On Thu, Sep 27, 2007 at 07:58:27PM +0100, Mark Rogers wrote:
Does anyone have a suggestion for a quick way to process several hundred files, truncating them where ascii text ends and binary data begins?
I'm in the process of recovering data from a corrupt drive, and I've recovered loads of would-be Thunderbird mailboxes (ie mbox files). However, since there is no good way to determine the end of an mbox file from its raw data (that I know of anyway!) what I have is loads of 10M files which start "From - " and end 10MB afterwards. So a 10k mailbox is 10k text and 990k rubbish that was next on the drive, which typically is binary data.
So I need to scan the files, find where the ascii stops and the binary begins, and truncate them at that point.
(Ideally it will be clever enough to allow a few binary chars through in case of any binary chars in the emails, for example unencoded pound signs etc. But something far more basic would be a good start!)

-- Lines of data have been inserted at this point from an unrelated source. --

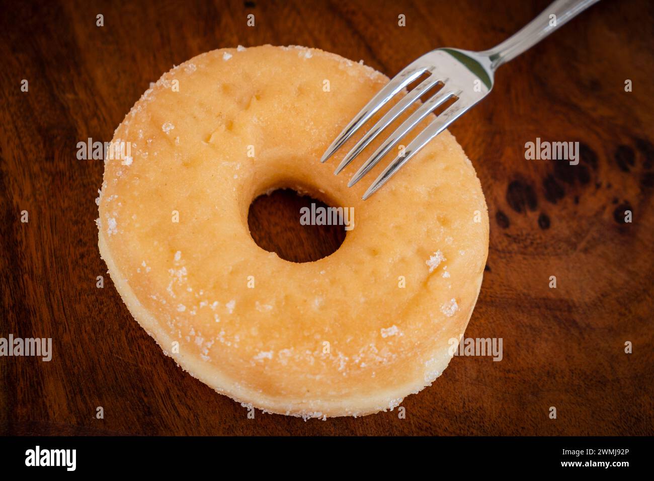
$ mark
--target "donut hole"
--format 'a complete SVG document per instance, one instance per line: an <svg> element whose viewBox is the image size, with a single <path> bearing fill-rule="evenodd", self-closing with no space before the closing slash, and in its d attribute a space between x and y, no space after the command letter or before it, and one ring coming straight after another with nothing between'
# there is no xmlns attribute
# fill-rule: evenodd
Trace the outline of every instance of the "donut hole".
<svg viewBox="0 0 654 481"><path fill-rule="evenodd" d="M260 247L286 260L318 260L336 252L345 239L342 223L326 225L318 215L311 216L312 212L319 214L320 207L327 211L331 207L293 189L278 188L256 197L250 205L250 235Z"/></svg>

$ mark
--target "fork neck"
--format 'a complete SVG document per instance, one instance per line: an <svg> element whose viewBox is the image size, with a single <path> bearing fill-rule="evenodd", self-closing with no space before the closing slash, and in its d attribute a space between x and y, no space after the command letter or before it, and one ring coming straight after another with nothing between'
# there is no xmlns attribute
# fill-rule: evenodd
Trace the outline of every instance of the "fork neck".
<svg viewBox="0 0 654 481"><path fill-rule="evenodd" d="M599 0L557 0L538 16L498 45L480 54L490 60L494 71L529 49L568 20Z"/></svg>

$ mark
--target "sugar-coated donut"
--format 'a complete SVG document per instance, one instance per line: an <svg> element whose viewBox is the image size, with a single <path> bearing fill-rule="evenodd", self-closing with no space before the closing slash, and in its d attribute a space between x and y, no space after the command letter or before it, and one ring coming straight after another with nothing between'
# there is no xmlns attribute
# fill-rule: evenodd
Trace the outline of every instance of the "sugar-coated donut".
<svg viewBox="0 0 654 481"><path fill-rule="evenodd" d="M489 223L454 137L365 201L390 158L353 188L361 161L334 175L347 146L319 162L387 82L319 50L224 48L164 74L116 130L130 154L105 160L97 200L111 278L166 354L244 405L322 418L392 409L441 374L463 334ZM250 204L278 187L353 207L336 252L294 263L254 243Z"/></svg>

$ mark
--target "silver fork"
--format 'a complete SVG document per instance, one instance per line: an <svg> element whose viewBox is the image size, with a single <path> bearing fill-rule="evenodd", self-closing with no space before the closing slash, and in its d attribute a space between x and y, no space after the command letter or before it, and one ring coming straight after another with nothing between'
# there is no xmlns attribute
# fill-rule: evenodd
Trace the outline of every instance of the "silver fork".
<svg viewBox="0 0 654 481"><path fill-rule="evenodd" d="M367 199L424 147L470 107L485 97L493 86L497 68L533 46L543 38L598 0L557 0L521 30L499 45L483 52L458 48L437 48L425 54L393 77L347 124L320 159L324 162L345 143L390 99L421 76L428 76L409 91L380 118L352 148L334 171L337 175L351 162L380 132L392 123L421 96L442 86L411 114L377 148L353 175L351 187L368 173L382 157L393 149L429 114L448 101L454 102L441 112L424 130L405 147L364 194Z"/></svg>

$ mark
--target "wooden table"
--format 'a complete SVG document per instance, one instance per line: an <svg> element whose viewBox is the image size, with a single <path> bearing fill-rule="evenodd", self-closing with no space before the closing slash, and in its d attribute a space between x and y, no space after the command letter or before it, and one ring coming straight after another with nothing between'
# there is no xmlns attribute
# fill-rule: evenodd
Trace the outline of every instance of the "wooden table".
<svg viewBox="0 0 654 481"><path fill-rule="evenodd" d="M77 144L111 140L173 64L238 44L301 45L392 76L434 48L490 47L547 3L4 5L0 336L51 337L54 353L49 363L0 358L0 433L654 433L654 7L645 0L591 7L503 67L490 98L453 126L490 217L487 272L466 336L502 338L504 359L455 357L432 386L405 399L406 419L397 411L326 421L260 412L247 419L247 410L162 355L97 251L94 200L103 162L78 160ZM250 13L254 27L246 24ZM579 141L580 163L526 160L525 144L536 137ZM283 232L279 223L292 223L288 213L298 202L282 193L258 205L256 236L298 258L334 250L338 232L275 232L269 213ZM101 275L104 289L96 287Z"/></svg>

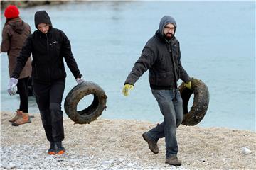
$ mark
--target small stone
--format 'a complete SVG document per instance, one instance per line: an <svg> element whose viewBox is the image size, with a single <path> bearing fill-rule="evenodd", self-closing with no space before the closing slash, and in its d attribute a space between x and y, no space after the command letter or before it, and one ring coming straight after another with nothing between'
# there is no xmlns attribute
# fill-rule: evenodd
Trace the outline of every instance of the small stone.
<svg viewBox="0 0 256 170"><path fill-rule="evenodd" d="M245 147L242 147L242 152L244 154L250 154L252 153L252 152L250 149L249 149L248 148L247 148Z"/></svg>
<svg viewBox="0 0 256 170"><path fill-rule="evenodd" d="M5 166L5 169L14 169L16 168L16 164L13 162L10 162L6 166Z"/></svg>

I'm guessing that awk ought to be able to do it, something along the lines of reading line by line, and if the line has more than (say) 5% non-ascii data in it then stop, otherwise print that line and continue. I'm just not sure how to go from pseudo-code to real code (nor whether that was the best place to start anyway).
Won't formail (part of procmail) do this for you by splitting the file into separate E-Mails? It's trivial to put them back together afterwards and I suspect that formail will just error or ignore the 'binary' junk at the end.